Trump has now been president for six months, and he's had ample opportunity during that time to prove people wrong. He's taken foreign trips, responded to crises and delivered a well-received speech to Congress.
And yet, Americans may now see him as even less presidential than they did before. A new Post-ABC poll shows a whopping 70 percent of Americans describe Trump as acting “unpresidential.” Only 24 percent say he's acted in a way that's “fitting and proper for a president of the United States.”
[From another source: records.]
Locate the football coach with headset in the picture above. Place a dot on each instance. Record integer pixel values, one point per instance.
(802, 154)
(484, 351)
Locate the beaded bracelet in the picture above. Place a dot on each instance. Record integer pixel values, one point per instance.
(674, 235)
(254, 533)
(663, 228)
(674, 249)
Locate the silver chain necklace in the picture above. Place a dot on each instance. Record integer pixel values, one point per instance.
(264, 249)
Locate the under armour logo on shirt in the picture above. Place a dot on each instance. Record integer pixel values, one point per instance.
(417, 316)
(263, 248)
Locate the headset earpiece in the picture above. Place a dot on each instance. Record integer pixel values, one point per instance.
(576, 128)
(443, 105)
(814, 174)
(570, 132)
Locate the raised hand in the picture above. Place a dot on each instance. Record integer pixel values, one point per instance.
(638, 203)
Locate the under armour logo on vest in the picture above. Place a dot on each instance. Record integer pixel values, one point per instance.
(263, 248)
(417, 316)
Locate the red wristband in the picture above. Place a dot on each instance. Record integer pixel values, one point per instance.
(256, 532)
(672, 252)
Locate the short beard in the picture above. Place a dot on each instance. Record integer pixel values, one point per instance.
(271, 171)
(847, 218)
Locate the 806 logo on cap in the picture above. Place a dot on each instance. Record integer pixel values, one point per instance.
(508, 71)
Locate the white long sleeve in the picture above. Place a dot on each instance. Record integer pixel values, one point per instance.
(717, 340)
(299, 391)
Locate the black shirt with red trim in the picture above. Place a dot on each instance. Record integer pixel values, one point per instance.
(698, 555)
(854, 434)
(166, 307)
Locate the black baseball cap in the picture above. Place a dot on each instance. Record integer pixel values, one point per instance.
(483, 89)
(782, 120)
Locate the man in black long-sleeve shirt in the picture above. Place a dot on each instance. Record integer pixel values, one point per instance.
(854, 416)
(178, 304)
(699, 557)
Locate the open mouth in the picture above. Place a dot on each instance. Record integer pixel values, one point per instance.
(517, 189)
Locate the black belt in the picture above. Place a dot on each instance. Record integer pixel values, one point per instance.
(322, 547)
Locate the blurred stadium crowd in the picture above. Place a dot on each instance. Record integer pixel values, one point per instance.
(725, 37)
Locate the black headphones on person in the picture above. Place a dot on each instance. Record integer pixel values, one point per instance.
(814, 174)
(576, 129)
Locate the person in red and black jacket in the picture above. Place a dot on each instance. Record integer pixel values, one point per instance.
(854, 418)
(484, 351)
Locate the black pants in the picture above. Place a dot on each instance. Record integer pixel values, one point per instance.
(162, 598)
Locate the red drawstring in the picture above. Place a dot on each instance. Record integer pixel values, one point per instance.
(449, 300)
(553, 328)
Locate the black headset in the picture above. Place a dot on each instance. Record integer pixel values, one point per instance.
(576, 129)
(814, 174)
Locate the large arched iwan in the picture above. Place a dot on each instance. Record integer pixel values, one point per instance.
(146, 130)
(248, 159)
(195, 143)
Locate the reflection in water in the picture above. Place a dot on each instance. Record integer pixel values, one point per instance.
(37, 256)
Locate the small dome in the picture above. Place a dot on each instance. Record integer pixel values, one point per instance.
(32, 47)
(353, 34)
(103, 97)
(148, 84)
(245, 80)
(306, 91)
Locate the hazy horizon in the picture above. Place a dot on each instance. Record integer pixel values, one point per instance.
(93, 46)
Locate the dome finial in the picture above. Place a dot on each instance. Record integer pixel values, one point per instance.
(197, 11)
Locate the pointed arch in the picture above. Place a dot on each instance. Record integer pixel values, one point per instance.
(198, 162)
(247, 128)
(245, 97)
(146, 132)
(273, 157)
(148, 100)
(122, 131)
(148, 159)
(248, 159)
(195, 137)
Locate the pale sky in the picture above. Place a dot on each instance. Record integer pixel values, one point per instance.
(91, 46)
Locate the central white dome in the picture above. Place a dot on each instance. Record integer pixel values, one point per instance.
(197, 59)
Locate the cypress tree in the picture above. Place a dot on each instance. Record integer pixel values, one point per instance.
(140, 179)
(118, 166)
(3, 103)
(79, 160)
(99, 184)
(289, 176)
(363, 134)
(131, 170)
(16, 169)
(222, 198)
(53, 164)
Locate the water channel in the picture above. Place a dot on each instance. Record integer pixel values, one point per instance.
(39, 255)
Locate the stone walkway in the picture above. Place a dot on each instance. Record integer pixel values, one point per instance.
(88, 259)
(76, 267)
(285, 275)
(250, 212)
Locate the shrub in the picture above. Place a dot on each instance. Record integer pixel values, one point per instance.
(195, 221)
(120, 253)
Previous polling on this question focused more on temperament to be president rather than the amorphous idea of presidentiality, so it's not quite an apples-to-apples comparison. But it was rare that 7 in 10 Americans ever questioned his temperament. After Trump won the GOP nomination, polls from the Post-ABC, Monmouth University, CBS News polls regularly showed between 61 percent and 67 percent said he didn't have the right temperament.
Today, practically speaking, that number is now 70 percent. Even Republicans are surprisingly split on this question, with 54 percent saying he's acted in a way that's fitting and proper, and 38 percent saying he's acted in a way that's unpresidential.
The Post-ABC poll also took the question a step further, asking whether people believe Trump's unpresidential behavior is damaging or not. A strong majority of registered voters — 56 percent — say Trump's behavior isn't just unpresidential but is “damaging to the presidency.” Even about 1 in 5 Republicans — 18 percent — agree.
This remains Trump's biggest liability as a president. Polls have regularly shown the most negative views of him have to do with his personality rather than his policies. A Gallup poll last week showed 65 percent of people who disapproved of Trump and were asked why cited something about his personality or characteristics; only 16 percent cited policy and only 12 percent cited his job performance.
It was basically reversed for President Barack Obama at this point, with just 14 percent pointing to the man and 65 percent to his policies.
The question Trump and his advisers have to be asking themselves, then, is how much better he would be doing if it weren't for all the tweets and the feuding and the misstatements? The most charitable analysis is that Trump does all of this to get the media worked up, thus reinforcing his strategy of pitting his base against the press.
But when 7 in 10 Americans and 38 percent of your own party thinks you've failed on a very basic quality of being presidential, after six months, you have to wonder how much that strategy — if it is a strategy — is paying dividends.
Trump has had six months of president-ing to prove he's presidential. He's failed on the most basic of tests.